А как только я легла в постель, раздались голоса. Они звучали совсем свободно — мягкий, чуть запинающийся мужской и нежный женский голос, произносивший идишские слова с немецким акцентом.
— Марек, — услыхала я вдруг так явственно, словно голос доносился из соседней комнаты, — Марек, Меир, Меирке! Я уже полюбила ее. Сделай так, чтобы эта Мирьям никогда за ней не приезжала.
— Что такое ты говоришь, моя радость? Разве можно отнять у матери ее ребенка?
— Но она же сама привезла ее сюда и оставила тебе! Ребенок мешает ей построить новую жизнь! Ну, подумай сам, какая жизнь будет у этого ребенка, если его заберут? Где эта женщина возьмет для него любовь?
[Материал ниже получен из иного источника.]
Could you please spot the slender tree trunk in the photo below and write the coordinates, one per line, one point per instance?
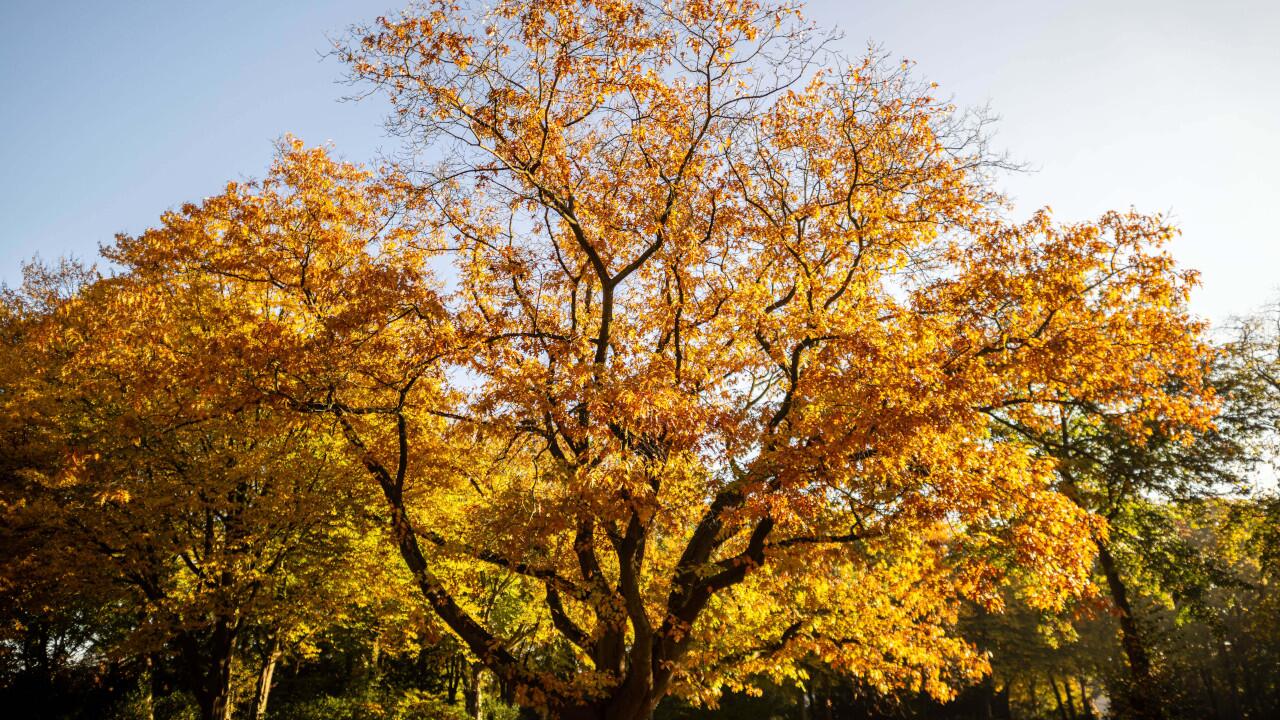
(1070, 700)
(472, 691)
(149, 684)
(1143, 700)
(1086, 701)
(209, 670)
(265, 677)
(1057, 698)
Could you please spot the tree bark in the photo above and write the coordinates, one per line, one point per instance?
(471, 692)
(265, 677)
(1143, 700)
(209, 669)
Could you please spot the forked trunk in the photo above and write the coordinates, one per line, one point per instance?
(1143, 698)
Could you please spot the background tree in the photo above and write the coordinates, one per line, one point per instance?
(714, 365)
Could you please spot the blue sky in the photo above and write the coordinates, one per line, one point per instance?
(114, 112)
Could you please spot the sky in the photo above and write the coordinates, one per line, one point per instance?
(112, 113)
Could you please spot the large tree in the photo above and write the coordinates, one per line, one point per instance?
(713, 355)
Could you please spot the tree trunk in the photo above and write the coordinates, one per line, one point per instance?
(471, 691)
(209, 670)
(265, 677)
(1143, 700)
(149, 684)
(1057, 698)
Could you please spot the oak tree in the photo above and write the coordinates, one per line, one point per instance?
(700, 332)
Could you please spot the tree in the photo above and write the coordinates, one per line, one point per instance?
(714, 359)
(190, 518)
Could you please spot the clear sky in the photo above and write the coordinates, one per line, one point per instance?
(114, 112)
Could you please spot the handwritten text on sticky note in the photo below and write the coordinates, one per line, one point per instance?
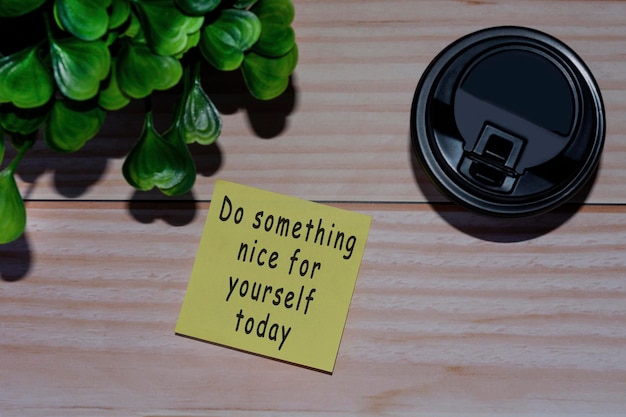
(274, 275)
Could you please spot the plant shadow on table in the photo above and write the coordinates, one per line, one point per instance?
(74, 174)
(16, 259)
(501, 230)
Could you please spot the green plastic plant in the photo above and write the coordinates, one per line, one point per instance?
(88, 57)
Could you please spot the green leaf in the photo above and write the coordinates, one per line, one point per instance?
(119, 12)
(165, 27)
(14, 8)
(197, 7)
(111, 96)
(2, 144)
(267, 78)
(85, 19)
(243, 4)
(198, 119)
(192, 41)
(12, 210)
(277, 37)
(140, 71)
(79, 66)
(134, 26)
(153, 162)
(24, 121)
(173, 137)
(71, 124)
(225, 40)
(24, 80)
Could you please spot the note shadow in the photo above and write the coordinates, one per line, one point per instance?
(495, 229)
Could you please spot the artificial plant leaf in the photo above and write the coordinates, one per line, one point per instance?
(79, 66)
(243, 4)
(173, 137)
(111, 96)
(12, 210)
(225, 40)
(198, 118)
(153, 162)
(2, 144)
(192, 41)
(119, 12)
(197, 7)
(86, 19)
(277, 37)
(165, 27)
(71, 124)
(14, 8)
(24, 80)
(134, 27)
(24, 121)
(140, 71)
(267, 78)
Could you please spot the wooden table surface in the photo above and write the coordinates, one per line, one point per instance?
(453, 314)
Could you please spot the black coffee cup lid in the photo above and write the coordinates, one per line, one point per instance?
(508, 121)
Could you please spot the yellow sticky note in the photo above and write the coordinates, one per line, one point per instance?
(274, 275)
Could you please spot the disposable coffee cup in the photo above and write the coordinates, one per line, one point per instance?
(508, 122)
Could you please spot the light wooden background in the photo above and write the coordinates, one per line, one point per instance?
(453, 314)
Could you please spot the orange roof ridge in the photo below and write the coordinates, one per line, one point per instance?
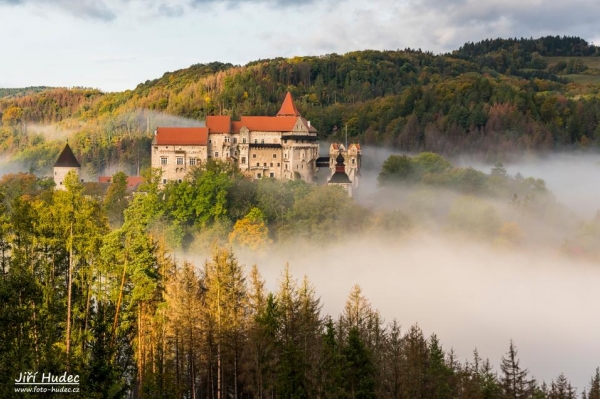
(288, 108)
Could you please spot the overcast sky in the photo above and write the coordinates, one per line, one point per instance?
(115, 44)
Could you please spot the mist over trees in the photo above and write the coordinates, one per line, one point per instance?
(496, 99)
(90, 284)
(92, 281)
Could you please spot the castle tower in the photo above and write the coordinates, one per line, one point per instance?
(352, 157)
(340, 178)
(65, 163)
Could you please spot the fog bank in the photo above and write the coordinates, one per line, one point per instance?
(470, 295)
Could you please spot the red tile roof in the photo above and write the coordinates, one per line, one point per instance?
(67, 159)
(132, 181)
(181, 135)
(218, 124)
(266, 123)
(288, 108)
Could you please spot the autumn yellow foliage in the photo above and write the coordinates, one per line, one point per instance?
(251, 232)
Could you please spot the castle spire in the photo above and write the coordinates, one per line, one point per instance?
(288, 108)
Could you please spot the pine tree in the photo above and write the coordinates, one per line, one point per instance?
(515, 382)
(594, 392)
(359, 372)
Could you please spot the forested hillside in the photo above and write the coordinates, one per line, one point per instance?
(89, 286)
(495, 99)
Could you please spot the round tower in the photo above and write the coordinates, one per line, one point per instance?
(65, 163)
(340, 177)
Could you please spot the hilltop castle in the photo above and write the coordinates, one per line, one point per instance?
(65, 163)
(284, 146)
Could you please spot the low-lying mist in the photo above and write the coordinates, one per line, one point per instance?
(472, 291)
(471, 295)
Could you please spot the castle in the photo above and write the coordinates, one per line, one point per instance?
(284, 146)
(65, 163)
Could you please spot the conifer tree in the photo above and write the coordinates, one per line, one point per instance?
(515, 382)
(594, 392)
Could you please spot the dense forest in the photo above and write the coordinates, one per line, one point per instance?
(94, 280)
(496, 99)
(90, 284)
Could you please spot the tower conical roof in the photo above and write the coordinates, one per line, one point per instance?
(67, 159)
(288, 108)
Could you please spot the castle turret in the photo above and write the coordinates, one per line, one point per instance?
(65, 163)
(340, 177)
(352, 158)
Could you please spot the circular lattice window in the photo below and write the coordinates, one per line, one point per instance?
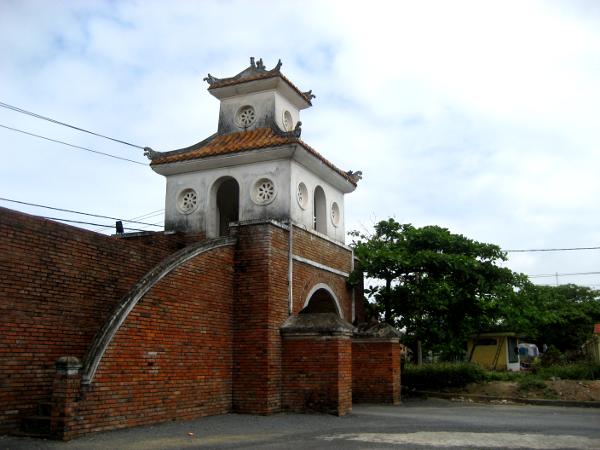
(335, 214)
(302, 195)
(264, 191)
(288, 122)
(187, 201)
(245, 116)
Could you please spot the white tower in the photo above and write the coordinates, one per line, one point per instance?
(255, 166)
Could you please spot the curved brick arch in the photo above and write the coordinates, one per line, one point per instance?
(103, 339)
(310, 277)
(323, 286)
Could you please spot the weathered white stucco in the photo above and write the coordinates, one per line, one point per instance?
(285, 167)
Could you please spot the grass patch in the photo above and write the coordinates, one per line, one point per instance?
(574, 371)
(441, 375)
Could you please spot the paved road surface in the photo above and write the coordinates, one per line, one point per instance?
(418, 424)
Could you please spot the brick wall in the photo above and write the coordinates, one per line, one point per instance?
(58, 285)
(310, 246)
(317, 374)
(375, 371)
(260, 309)
(171, 358)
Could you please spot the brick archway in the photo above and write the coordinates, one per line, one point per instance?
(322, 299)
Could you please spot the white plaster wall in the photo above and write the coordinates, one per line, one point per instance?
(305, 216)
(267, 105)
(282, 105)
(204, 183)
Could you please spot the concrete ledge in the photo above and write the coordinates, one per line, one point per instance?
(489, 398)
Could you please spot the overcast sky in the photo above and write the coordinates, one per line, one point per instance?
(479, 116)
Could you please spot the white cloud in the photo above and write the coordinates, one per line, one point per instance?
(478, 116)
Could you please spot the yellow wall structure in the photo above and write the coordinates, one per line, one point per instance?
(592, 348)
(484, 354)
(498, 343)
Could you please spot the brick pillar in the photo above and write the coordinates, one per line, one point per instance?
(259, 309)
(65, 395)
(317, 364)
(376, 365)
— Перестань, Эстерл, оставь! Подумай, сколько несчастий пережила сама Мирьям. Она ведь совсем еще девочка. В восемнадцать лет на краю жизни родила ребенка, разве это не подвиг во имя Господа? А теперь край отодвинулся, жизнь легла перед ней широко, и она не знает, что делать с собой и ребенком. Одинока как перст. К кому ей было идти? У кого искать помощи? Чудо, что мы нашли ее, а она нашла нас. Никто вокруг не знает, кто мы и откуда. Никто из моей семьи, если кого-нибудь оставили в живых, не знает, где мы. Но я случайно узнал, что Мирьям спаслась из гетто, и призвал ее. Она услыхала и пришла. Это — Божий знак. И то, что Он дал ее ребенку родиться, — тоже знак. Сколько беременных женщин вынесли из гетто в мешке со строительным мусором? А? Ее одну! И скольким еврейкам дали родить ребенка в партизанском лесу? А? Подумай, какие усилия Неба и людей были приложены к тому, чтобы этот ребенок выжил, и спроси себя: «Зачем»?
— Я уже спрашивала.
— И что?
— Я столько молилась о ребенке! Знаю, что не могу родить, но чуда, я просила чуда! И мне обещали. И оно исполнилось! Вот зачем.
— Ой-ой, детка, выброси эти мысли из головы! Не сближай концы! Тебе дали возможность поддержать огонь в этой свечечке. Тебе дали ее на подержание. И больше ничего. Не клади птиц себе за пазуху! Лейг зих нит фейгалах ин бужим!
На этих словах я задремала, и мне приснился старый сон. Он приходил ко мне в детстве много раз и всегда пугал до пота и ночной истерики.
А снилась мне наша школьная директриса Пелагея Амвросьевна, огромная и так, а тут еще раздутая шевелящимися буграми и такая красная, словно только-только вылила злость на уборщицу Феню или на завуча, Михаила Иосифовича. Обычно краснота эта проходила сразу после крика и мата, которые были слышны на всю школу, но во сне она сгущалась. Пелагея Амвросьевна раскалялась и превращалась в огромного пылающего медного идола. Тело ее сотрясалось, бугры угрожающе шевелились, она хваталась огромными пылающими ладонями то за один бугор, то за другой и вдруг принималась хохотать колокольным смехом.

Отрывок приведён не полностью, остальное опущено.